Other deliverables, if deemed useful to meet the objectives of the project, may be included in your proposal.

Activities

In addition to the deliverables (and means of producing them) described above, the successful organisation will also be expected to attend project meetings and other events as appropriate.

The successful organisation will work in close collaboration with the ODI team, and other third parties such as our independent legal expert, to ensure the deliverables meet the needs of the project.

The ODI will, where possible, provide space to work in our offices in London, when members of the successful organisation wish to work onsite. There is an expectation that the successful organisation tor will work closely with the ODI team, which includes regular face-to-face meetings and being available remotely (e.g. using skype, email and/or slack).

Form of tender response

Interested parties should submit a costed proposal (in English) to [email protected] which includes:

  • the tender reference in the email subject line;
  • a short (no more than 5 pages) explanation of your proposed approach (e.g. methodology and scope);
  • a description of why you are well-placed to complete the work;
  • a description of the team who will do the work (including biographies and previous related work);
  • a costing at an activity level

If you have any questions about the tender, please contact [email protected] quoting the tender reference. The ODI reserves the right to make both anonymised questions and answers public or shared with other organisations having stated their interest.

Decision criteria

All proposals will be assessed as described in our public procurement policy. In addition, for this procurement we will be looking for:

  • evidence of experience and expertise in this area;
  • evidence of convening and working with multiple stakeholders;
  • ability to communicate well in written form.

Frequently asked questions

Q: For the purposes of conflict clearance, are you able to confirm who the second and third pilots are with?

A: Unfortunately not. The second and third pilots are likely to include a range of stakeholders in the recycling, retail and wildlife sectors. As soon as we’re in a position to share this more openly, we will advise all bidders.

Q: If you appoint two different law firms are you expecting the two firms to work in collaboration and come up with a single set of advice/thinking on this?

A: If two different law firms are appointed then it would be ideal if they worked collaboratively, but we also think that the firms will be able to work independently.

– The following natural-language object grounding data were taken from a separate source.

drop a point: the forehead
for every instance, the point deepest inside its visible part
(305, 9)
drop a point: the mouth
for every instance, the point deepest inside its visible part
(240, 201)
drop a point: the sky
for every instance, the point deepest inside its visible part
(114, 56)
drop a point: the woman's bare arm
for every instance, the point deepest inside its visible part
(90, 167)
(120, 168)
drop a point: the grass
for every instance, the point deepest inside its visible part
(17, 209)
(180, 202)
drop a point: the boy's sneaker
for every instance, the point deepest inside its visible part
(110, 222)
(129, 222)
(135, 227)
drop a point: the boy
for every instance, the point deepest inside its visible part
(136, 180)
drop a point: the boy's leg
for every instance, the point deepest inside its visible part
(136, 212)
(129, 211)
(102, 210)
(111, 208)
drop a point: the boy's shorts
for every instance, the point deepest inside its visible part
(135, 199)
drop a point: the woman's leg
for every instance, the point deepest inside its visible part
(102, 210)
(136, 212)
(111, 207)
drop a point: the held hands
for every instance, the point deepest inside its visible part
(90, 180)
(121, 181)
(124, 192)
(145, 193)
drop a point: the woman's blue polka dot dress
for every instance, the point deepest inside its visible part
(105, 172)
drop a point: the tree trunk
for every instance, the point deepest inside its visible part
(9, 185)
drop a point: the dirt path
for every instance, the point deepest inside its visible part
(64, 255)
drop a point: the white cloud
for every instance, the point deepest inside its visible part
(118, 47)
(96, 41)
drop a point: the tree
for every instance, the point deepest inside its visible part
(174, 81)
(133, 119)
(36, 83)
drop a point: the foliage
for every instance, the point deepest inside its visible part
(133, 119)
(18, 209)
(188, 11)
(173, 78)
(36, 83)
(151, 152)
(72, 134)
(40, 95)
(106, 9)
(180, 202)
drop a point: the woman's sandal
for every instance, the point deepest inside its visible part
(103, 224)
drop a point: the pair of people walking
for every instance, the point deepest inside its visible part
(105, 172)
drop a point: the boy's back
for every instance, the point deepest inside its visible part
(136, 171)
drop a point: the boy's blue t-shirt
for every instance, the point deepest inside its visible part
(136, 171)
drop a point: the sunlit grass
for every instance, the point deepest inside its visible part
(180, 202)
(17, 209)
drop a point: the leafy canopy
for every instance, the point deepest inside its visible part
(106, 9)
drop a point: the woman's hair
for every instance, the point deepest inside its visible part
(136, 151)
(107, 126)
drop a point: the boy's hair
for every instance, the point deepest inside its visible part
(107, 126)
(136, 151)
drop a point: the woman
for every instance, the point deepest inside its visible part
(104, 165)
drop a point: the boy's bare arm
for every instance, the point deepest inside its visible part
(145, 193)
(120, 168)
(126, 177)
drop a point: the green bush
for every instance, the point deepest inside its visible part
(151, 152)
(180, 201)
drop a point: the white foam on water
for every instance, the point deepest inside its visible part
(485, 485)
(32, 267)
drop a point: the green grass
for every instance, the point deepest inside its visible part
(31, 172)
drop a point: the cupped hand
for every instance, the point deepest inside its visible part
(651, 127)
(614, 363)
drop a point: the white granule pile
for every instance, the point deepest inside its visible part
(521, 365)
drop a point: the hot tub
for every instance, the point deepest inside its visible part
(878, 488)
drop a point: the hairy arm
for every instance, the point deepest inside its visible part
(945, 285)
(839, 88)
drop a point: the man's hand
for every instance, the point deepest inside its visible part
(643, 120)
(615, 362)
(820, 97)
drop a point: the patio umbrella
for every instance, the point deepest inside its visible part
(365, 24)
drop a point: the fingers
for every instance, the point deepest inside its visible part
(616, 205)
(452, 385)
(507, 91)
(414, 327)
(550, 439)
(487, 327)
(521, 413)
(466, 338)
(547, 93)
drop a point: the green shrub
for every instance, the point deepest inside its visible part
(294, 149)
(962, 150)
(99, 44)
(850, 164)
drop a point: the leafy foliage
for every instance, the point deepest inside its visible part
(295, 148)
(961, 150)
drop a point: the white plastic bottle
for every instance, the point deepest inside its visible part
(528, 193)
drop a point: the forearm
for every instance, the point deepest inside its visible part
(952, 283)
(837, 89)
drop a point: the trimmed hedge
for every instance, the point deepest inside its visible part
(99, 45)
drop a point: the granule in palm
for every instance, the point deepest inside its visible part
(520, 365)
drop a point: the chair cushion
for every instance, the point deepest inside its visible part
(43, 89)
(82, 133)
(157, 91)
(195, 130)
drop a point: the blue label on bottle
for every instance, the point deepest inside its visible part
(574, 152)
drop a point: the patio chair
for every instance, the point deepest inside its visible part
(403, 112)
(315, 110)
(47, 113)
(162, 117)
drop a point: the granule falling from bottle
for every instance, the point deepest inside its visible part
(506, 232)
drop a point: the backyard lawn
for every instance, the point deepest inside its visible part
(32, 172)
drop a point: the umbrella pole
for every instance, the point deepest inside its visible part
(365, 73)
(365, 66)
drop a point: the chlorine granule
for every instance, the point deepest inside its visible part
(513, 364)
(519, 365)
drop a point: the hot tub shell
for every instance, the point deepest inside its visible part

We are recruiting a Legal Consultant to help us align the approach across the two projects.

Q: Would we be able to submit three proposals (i.e. one for each ITT individually and one for both)?

A: No. We can only accept two proposals – one per tender.

Q: Does the concept of ‘people and organisations with an interest in data’, i.e. the primary audience, cover both contributors of data and also users of data?

A: Yes, it covers both contributors of data and also users of data.

Q: Please confirm the ODI’s intention in respect of the use of a ‘legal trust’. Is there any scope to consider other forms of legal incorporation?

A: Our intention is to investigate and evaluate options.

Q: Please advise how different the ODI expects the data trusts to be and how different the ODI wants the pilot solutions to be?

A: We are hoping that there will be a common approach, but we are open to whether that is possible. The pilots will help us to do that.

Q: Please clarify how you intend to split the ‘general advice’ across the two procurements. Much of the projects will cover the same ground, is there a risk of significant work duplication?

A: We will work with the successful bidder(s) to mitigate this risk in early January.